Ecco perché «il Migliore» era il peggiore

Caro , so che Togliatti scrisse alcune lettere riguardanti gli italiani in Russia. Vorrei sapere se è proprio vero che in quelle lettere invitò le autorità sovietiche a far morire il maggior numero possibile di prigionieri italiani tra marce forzate e alimentazione insufficiente. Vorrei sapere anche se negli anni Trenta Togliatti fece uccidere tanti antifascisti italiani che credendo in lui si erano recati a vivere a Mosca. Vorrei sapere, infine, come si venne a conoscenza di quelle lettere.
Milano

Sulla sua scrivania di direttore del Giornale, Indro Montanelli teneva un piccolo busto in ghisa - made in Urss - di Stalin. A coloro che un po’ stupiti gliene chiedevano la ragione, Indro rispondeva: un uomo ammirevole, ha ucciso più comunisti lui che chiunque altro. Non fu da meno, se ci si riferisce ai comunisti italiani, Palmiro Togliatti. È infatti storicamente accertata la sua responsabilità diretta nella eliminazione di un migliaio di italiani antifascisti e comunisti che negli anni Trenta ripararono nell’Unione Sovietica, «patria del socialismo e paradiso dei lavoratori». I più per sfuggire alle persecuzioni del regime, mentre avrebbero fatto meglio a restare in patria perché, tirate le somme, le condanne a morte di antifascisti furono ben più numerose in Unione Sovietica - e per volontà o acquiescenza del Migliore - che non in Italia sotto Mussolini. Storici e intellettuali comunisti si sono a lungo interrogati sulle responsabilità di Togliatti, chiedendosi se dovessero essere attribuite all’istinto primario di salvare la pelle (Stalin ci metteva niente a far fuori capi e capetti che mancavano di zelo rivoluzionario) o alla piena adesione all’etica stalinista e ai suoi strumenti, ivi compresa l’eliminazione di massa conosciuta sotto il nome di purghe (vocabolo che in russo significa «tempesta»). Che fosse mosso da paura o da convinzione, ne esce un Togliatti cinico e brutale, capace di giustificare le purghe affermando, addirittura da ministro della Giustizia del governo De Gasperi, che la legittimità delle condanne (al gulag o a morte) era «confermata da una riprova che è sempre stata considerata, da quando esistono al mondo una giustizia e dei giudici, come decisiva e irrefutabile: la confessione degli accusati». Si riferiva alle tristemente famose «autocritiche» estorte a decine di migliaia di imputati prima della condanna.
Quanto alla lettera alla quale lei fa riferimento, caro Mistò, fu rinvenuta dallo storico Franco Andreucci negli archivi di Mosca, dopo che questi furono resi accessibili agli studiosi. Autografa, composta di una dozzina di fogli e datata 15 febbraio 1943, era indirizzata a Vincenzo Bianco, allora funzionario del Komintern e in seguito alto burocrate del Pci. Nel passo che ci interessa, dopo essersi detto «umanitario quanto può esserlo una dama della Croce Rossa», Togliatti scrive: «L’altra questione sulla quale sono in disaccordo con te, è quella del trattamento dei prigionieri.. (...) Se un buon numero dei prigionieri morirà, in conseguenza delle dure condizioni di fatto, non ci trovo assolutamente niente da dire, anzi e ti spiego il perché. Non c’è dubbio che il popolo italiano è stato avvelenato dalla ideologia imperialista e brigantista del fascismo. (...) Il veleno è penetrato tra i contadini, tra gli operai, non parliamo della piccola borghesia e degli intellettuali, è penetrato nel popolo, insomma.

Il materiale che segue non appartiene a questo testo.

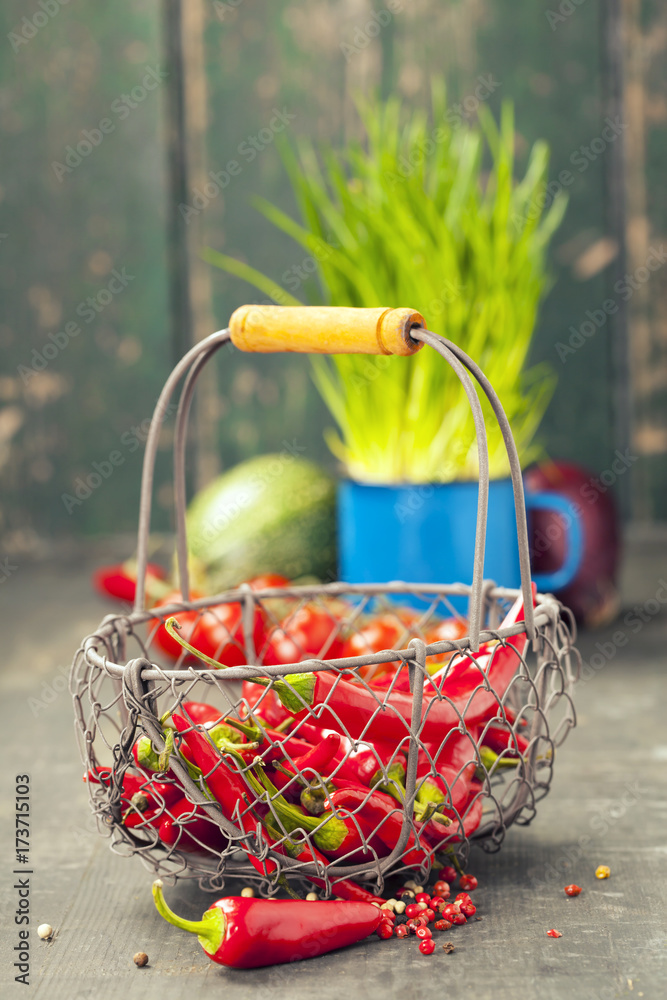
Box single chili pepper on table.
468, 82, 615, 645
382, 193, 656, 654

Il fatto che per migliaia e migliaia di famiglie la guerra di Mussolini, e soprattutto la spedizione contro la Russia, si concludano con una tragedia, con un lutto personale, è il migliore, è il più efficace degli antidoti». A quel momento, i prigionieri italiani in Urss erano all’incirca 50mila. Carne da macello per il beffardo Togliatti. Sarà stato un grande politico, chi dice niente. Ma come uomo, resta un ributtante individuo.